All aboard the Hunger Games train! Yeehaw! Only 3 more weeks to go, folks!
Though it's hard to surpass the original, Catching Fire was in many ways more enjoyable to me than HG. This book covers more ground, and the pacing is crazy-fast, which made my fingers practically glued to the pages. I can't say enough how incredibly satisfied I am with this series. Suzanne Collins is a master-storyteller, and she has created a classic series. As always, I believe in objective reviews, so I'm going to mention the things that I thought were very well-done, and things I thought could use a little work. The "use a little work" things were so microscopic, though, compared to the broad enjoyability of the story, that they had absolutely no bearing on the final grade. Am I giving this series preferential treatment? Most definitely! That's what happens when I find a series I absolutely fall in love with.

Catching Fire finally delivered on the *action* that I felt was sometimes lukewarm in its predecessor. Except for a few lulls in the story, this book went from one major event to another, and the excitement I felt was so incredible and so energizing, I literally dreaded coming to the last few pages. Collins really does know how to catch her readers and hold their attention. This was a strong, strong sequel and I already know, unless Mockingjay totally bombs, that this is one of my favorite series of all time.

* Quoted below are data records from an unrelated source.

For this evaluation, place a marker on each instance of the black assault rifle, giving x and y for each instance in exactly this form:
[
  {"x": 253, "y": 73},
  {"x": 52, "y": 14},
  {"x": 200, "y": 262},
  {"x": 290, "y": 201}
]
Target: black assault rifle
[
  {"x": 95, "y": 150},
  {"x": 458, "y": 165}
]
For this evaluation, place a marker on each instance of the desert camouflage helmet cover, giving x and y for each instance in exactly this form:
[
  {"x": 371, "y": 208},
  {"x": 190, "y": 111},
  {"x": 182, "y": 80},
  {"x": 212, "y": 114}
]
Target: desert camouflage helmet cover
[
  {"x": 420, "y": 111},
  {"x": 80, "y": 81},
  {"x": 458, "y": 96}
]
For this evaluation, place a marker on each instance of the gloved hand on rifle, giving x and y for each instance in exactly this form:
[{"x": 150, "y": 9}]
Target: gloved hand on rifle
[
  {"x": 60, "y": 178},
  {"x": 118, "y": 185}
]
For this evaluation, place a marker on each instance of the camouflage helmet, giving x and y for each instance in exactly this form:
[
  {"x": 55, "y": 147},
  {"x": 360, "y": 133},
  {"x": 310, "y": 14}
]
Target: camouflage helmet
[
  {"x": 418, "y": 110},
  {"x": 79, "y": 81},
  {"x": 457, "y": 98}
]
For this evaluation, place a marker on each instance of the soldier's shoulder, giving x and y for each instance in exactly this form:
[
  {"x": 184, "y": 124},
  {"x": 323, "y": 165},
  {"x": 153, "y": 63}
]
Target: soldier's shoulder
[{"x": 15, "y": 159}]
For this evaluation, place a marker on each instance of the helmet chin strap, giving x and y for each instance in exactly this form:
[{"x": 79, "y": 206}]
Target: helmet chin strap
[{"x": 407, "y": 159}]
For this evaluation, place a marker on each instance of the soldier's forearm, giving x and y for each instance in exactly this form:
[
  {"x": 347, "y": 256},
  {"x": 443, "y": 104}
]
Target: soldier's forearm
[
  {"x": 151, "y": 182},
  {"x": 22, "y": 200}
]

While the overall plot was captivating from start-to-finish, I personally thought that the PACING of this book was like, on drugs. It was roller-coaster fast, then inner-tube-floating-down-a-river slow, and freakishly random at times. Like, something major would happen, but because the book is so fast-paced, there was little emotional and in-depth exploration. I thought the Quarter Quell, for example, was way too fast paced (don't worry - that's not a spoiler. I'm not telling you what the QQ is). I always find it interesting to see what an author chooses to emphasize and what he/she chooses to skim over, and it seemed like quite a few aspects of the story that *I* found to be incredibly crucial were just skimmed, and rather insignificant aspects were blown out of proportion.

In all fairness, I'm starting to get a little annoyed with Katniss as a narrator and character. Now that's not supposed to sound critical, because I actually think Katniss is one of the better MCs in current YA fiction: she's driven, she's goal-oriented, she perseveres, she cares about her family, etc. I can excuse her grammar and bleak outlook on life, but her tone really started to bother me. She's way to dry, detached, and matter-of-fact, no matter how dire and emotional the situation is, and as the stakes got higher in this book, I found her detachment hard to understand. She also had a tendency to be quite patronizing, especially towards Peeta. Umm, okay so Peeta obviously isn't a King Leonidas killing machine, but he's not a totally worthless loser, either. Give him some respect, Katniss! He's definitely smarter than you are!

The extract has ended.